To: Bearded One who wrote (92893)2/3/2000 11:23:00 AM
From: Mannie  Respond to of 164684
 
One step at a time.

The acquisition costs run up the losses obviously, they will begin to taper back on those soon also.



To: Bearded One who wrote (92893)2/3/2000 12:24:00 PM
From: Wizard  Read Replies (1) | Respond to of 164684
 
Bearded One, you have to give them credit for the value of their platform. Company after company is paying AMZN to get at their valuable customer information. Even if Amazon only makes small margins on selling products, they can make good overall pretax margins just by monetizing the platform. That is exactly why AOL is so valuable. AOL makes low margins on subscription revenues but the value is enormous because of the AOL brand for co-branded merchandising. This is fundamentally what the new economy is about.

Besides, all those net losses and +$38mm in positive cash flow for the quarter.



To: Bearded One who wrote (92893)2/3/2000 1:13:00 PM
From: Greater Fool  Respond to of 164684
 
>>accounting tricks

A couple of things:

- Did they specify whether it was operating profit from bookselling, or net profit? I could easily see operating profits.

- You don't even have to use accounting "tricks" to fudge the profit by line of business. For example, Jeffy boy could easily say that all the marketing costs were for getting customers to the new businesses, not bookselling. That would make it easy.



To: Bearded One who wrote (92893)2/3/2000 1:29:00 PM
From: Greater Fool  Respond to of 164684
 
From ZDnet story, pardon if it has already been posted:
"Specifically, the company has been recording its share of losses in equity partners as non-operating expenses. We would argue, however, that these are not necessarily passive investments - because many of the investments were done to acquire revenue streams, they have actually become an integral part of Amazon's operations, and we believe they should be considered by investors when evaluating the company," Farley [an analyst] said.

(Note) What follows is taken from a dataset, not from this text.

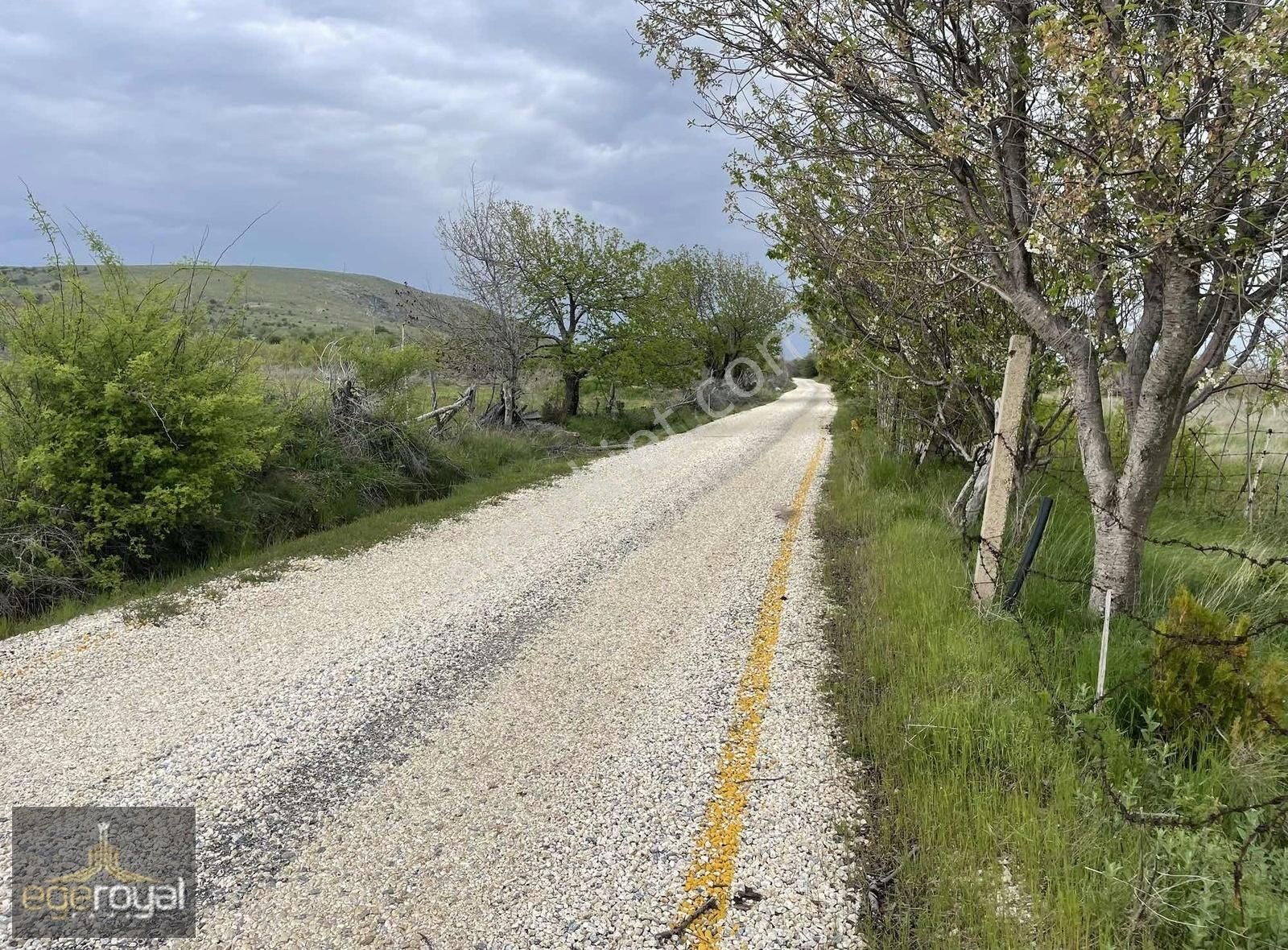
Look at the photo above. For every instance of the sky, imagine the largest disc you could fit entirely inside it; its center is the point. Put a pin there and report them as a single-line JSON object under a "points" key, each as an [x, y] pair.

To: Bearded One who wrote (92893)2/3/2000 1:37:00 PM
From: spal  Respond to of 164684
 
Bearded One;

Your analysis is interesting.

I was under the impression that the books were profitable on an operational basis only, not a bottom line basis. If this is true that we are talking about operational profits then your analysis is somewhat skewed, since the losses for all of the other products will then not be as deep.



To: Bearded One who wrote (92893)2/3/2000 5:54:00 PM
From: Glenn D. Rudolph  Respond to of 164684
 
Do you really believe it? I don't. They must be using
every accounting trick in the book to make their book sales
look profitable. Either that or everything else is
absolutely disasterous.


They stated books were profitable. There is no breakdown of expenses or cost of goods sold. It was just a statement made by management with no numbers to back it up from what I can tell.